Fig 2. Representative MS/MS spectra of iTRAQ labeled peptides from selected proteins.

Fig 2

Panel A, no change in iTRAQ fold change (beta actin); Panel B, high in ESCs (podocalyxin-like isoform 1); Panel C, high in NPCs (CD44); panel D, high in NPCs, GPCs and OPCs (synaptopodin A); and Panel E and F, high expression of clusterin 1 and integrin alpha 1 in GPC and OPC respectively. Panel G, H and I, progressive increased expression during OPC formation from ESCs (myristoylated alanine rich C kinase, apolipoprotein E and transferring respectively). Panel J, K and L highest level of expression in OPCs compared to ESCs, NPCs and GPCs (fatty acid binding protein 4, alpha crystallin B and neural cell adhesion molecule 1 respectively).

Fig 3. The distribution of iTRAQ fold changes.

Fig 3

A) Proteins expression levels observed between ESCs and OPCs. B) Average ratios of expression of actin alpha 2 in four different cell stages calculated using ~1,650 peptide-spectrum matches (PSMs)

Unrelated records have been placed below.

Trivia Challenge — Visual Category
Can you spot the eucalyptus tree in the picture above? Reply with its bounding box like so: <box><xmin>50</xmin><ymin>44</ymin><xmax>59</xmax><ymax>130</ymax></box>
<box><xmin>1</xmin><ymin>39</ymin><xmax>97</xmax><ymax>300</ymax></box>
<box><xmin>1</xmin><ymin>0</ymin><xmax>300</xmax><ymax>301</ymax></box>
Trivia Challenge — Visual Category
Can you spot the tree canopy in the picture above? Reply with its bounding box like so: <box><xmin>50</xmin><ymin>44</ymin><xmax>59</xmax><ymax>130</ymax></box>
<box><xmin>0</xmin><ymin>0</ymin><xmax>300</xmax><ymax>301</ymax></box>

3.3 Differentially expressed proteins

Proteins with more than two-fold increase in abundance as compared to ES cells were classified as differentially upregulated, and those with abundance ratios of 0.5 fold or less as compared to ES cells were classified as differentially downregulated. Supplementary Table 4 shows the list of proteins significantly overexpressed (>=2.0 fold) in at least one stage such as NPCs, GPCs or OPCs when compared to ESCs. Similarly, Supplementary Table 5 shows the list of proteins underexpressed (<=0.5 fold) at least in one stage such as NPCs, GPCs or OPCs when compared to ESCs. In ESCs 272 proteins showed high expression compared to NPCs, GPCs or OPCs and 344 proteins showed lower expression in ESCs compared to at least one cell stage. Similarly, 159 proteins showed upregulation in NPCs compared to ES cells, while 90 showed downregulation. The highest upregulated protein (> 30 fold) at this stage was early endosome antigen 1 (EEA1). The GPC stage showed 113 upregulated proteins and 107 downregulated proteins. At GPC stage krueppel-like factor 16 (KLF16) was highly expressed (>12 fold increase) when compared to ESCs. Cells at the OPC stage contained the greatest differential expression relative to ESC, with 223 upregulated proteins and 198 downregulated proteins. In both GPCs and OPCs, prenylcysteine oxidase-like (PCYOX1L) matrix metalloproteinase 9 (MMP9), COP9 constitutive photomorphogenic homolog subunit 2 isoform 1 (COPS2) showed more than 12 fold upregulation when compared to ESCs. The most highly expressed protein at GPCs stage include high mobility group protein HMGI-C isoform a, beta-crystallin B3, hypothetical protein encoded by C6orf211, alpha 2 type IV collagen (with a fold-change of >15). Therefore, this dataset is the first comprehensive report of the earliest differences in protein expression seen during glial differentiation from embryonic stem cells.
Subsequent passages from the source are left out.